Doctors had expected President McKinley to recover – but gangrene then set in around his bullet wounds and brought on a severe case of blood poisoning. He died eight days later on 14 September 1901, with his wife Ida by his side.
Leon F Czolgosz, an unemployed Detroit resident and self-proclaimed anarchist, admitted to the shooting.
The 28-year-old was found guilty at trial and put to death in the electric chair on 29 October 1901.
Theodore Roosevelt
Theodore Roosevelt was in Milwaukee while campaigning to return to the White House having previously served two terms as president.
Running again as a third-party candidate, he was getting into his car outside the Gilpatrick Hotel on 14 October 1912 when he was shot.

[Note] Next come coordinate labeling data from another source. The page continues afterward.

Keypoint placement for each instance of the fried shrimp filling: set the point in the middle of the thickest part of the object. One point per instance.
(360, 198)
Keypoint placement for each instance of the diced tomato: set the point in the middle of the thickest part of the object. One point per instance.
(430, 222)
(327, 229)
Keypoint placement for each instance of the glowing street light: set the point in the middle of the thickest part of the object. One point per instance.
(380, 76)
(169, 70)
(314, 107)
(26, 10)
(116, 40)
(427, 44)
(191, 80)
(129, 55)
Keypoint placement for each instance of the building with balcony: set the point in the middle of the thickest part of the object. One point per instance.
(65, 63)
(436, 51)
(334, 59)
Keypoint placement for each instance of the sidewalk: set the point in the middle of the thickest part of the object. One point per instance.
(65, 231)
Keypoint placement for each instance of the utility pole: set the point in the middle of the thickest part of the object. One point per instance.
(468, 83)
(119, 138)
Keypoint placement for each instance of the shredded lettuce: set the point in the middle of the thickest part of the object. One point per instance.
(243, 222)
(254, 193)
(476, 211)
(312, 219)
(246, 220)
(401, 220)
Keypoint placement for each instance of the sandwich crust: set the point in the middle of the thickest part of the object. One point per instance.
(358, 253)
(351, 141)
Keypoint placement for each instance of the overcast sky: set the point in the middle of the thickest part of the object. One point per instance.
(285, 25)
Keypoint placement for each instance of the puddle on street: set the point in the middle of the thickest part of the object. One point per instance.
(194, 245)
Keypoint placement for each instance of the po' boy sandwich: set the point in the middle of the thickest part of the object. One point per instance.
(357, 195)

Folded papers and a metal glasses case in his pocket apparently blunted the bullet’s impact and Roosevelt, frequently referred to as Teddy, or TR, was not seriously hurt.
According to reports he ordered his aides get him to the Milwaukee Auditorium where he was due to give a speech, and told his audience, “Friends, I shall ask you to be as quiet as possible”, before delivering the bombshell: “I don’t know whether you fully understand that I have just been shot.”
He continued: “Fortunately I had my manuscript, so you see I was going to make a long speech, and there is a bullet – there is where the bullet went through – and it probably saved me from it going into my heart. The bullet is in me now, so I cannot make a very long speech, but I will try my best.”
Only after the speech did he agree to be taken to hospital and recovered from the attack.
John Schrank was arrested over the shooting and spent the remainder of his life in mental hospitals.
Franklin D Roosevelt
Franklin D Roosevelt was the president-elect and had just given a speech in Miami, Florida, from the back of an open car when gunshots rang out.
The 32nd president of the United States was not injured in the 15 February 1933 shooting.
All five gunshots missed him – but did hit bystanders. Four received minor injuries, but one fatally wounded Chicago mayor Anton Cermak.
Guiseppe Zangara, an Italian immigrant and unemployed bricklayer was convicted in the shooting and sentenced to death.
Shooting from about 25 feet away, reports suggested he missed because he was only 5ft 1in tall and had to climb up on a wobbly chair to see over the crowd. A woman stood near him also claimed to have hit his hand during the shooting.
Harry S Truman
The 33rd president of the United States was staying at Blair House, across the street from the White House which was being renovated, when two gunmen broke in on 1 November 1950.
President Truman and his wife were upstairs when they heard gunshots – fired by would-be assassins Griselio Torresola and Oscar Collazo.
They escaped unscathed, but a White House policeman and one of the assailants – Torresola – were killed in an exchange of gunfire. Two other White House policemen were wounded.
Torresola and Collazo were political activists and members of the extremist Puerto Rican Nationalist Party, a group fighting for full independence from the US.